I am honoured to be here to be part of your important series -“Aboriginal Business Connections”.
Making connections and better understanding one another is key to good business.
And it is absolutely key to unleashing the tremendous economic potential of First Nations.
Today I want to share with you our vision of how we can and must work together to further economic opportunity based on the solid foundation of a renewed relationship.You see our collective ancestors – all of us both Indigenous and non-Indigenous actually got this right – right here in this territory and right across the country centuries ago.
The Royal Proclamation of 1763 build on decades of Treaty making in the East, codified the Crown’s obligations and established Treaty making as an essential requirement for obtaining access to our lands, to our resources.
When the federal government wanted to build the railway – Treaty was needed first.

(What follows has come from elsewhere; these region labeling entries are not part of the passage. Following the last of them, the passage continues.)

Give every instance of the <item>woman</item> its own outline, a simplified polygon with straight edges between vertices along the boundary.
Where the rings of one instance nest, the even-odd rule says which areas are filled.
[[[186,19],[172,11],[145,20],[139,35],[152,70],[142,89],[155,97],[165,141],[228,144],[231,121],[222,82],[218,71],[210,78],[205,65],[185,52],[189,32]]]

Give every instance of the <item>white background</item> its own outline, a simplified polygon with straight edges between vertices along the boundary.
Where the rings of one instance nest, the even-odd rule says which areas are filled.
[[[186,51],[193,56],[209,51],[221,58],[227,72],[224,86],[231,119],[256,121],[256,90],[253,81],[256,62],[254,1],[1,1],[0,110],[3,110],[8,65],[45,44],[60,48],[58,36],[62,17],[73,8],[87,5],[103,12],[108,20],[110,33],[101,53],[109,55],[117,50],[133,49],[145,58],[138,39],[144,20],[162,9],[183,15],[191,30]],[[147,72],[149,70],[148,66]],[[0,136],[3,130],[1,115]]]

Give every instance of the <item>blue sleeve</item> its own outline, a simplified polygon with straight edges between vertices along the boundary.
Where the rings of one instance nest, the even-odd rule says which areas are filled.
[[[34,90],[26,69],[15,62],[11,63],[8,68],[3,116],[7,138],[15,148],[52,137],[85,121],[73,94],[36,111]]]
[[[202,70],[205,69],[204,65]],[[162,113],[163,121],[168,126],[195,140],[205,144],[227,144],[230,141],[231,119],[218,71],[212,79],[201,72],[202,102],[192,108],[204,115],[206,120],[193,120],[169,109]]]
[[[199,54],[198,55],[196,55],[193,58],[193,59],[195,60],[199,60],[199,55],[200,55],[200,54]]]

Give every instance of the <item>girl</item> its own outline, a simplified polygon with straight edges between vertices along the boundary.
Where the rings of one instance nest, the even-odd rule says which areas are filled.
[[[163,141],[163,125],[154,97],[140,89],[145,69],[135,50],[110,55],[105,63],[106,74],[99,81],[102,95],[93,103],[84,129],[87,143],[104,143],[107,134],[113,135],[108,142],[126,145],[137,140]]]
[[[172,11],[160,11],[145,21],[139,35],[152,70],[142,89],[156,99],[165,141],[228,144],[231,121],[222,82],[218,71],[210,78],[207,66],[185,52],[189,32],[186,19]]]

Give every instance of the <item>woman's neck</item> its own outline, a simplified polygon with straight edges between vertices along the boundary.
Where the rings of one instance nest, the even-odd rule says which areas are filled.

Treaty Seven signed in 1877 continues to this day to be the basis of the relationship in this territory– a relationship that must be re-invigorated and renewed as the source of both our collective history AND OUR FUTURE.
Just over one month ago First Nation leaders from across this country met with Prime Minister Stephen Harper and Governor General David Johnston under the premise of renewing the relationship between First Nations and the Crown. This was an important first step.Our work to achieve change requires us to work together to find solutions. Achieving full engagement and forging understanding is our standard of how we do can and must do business together.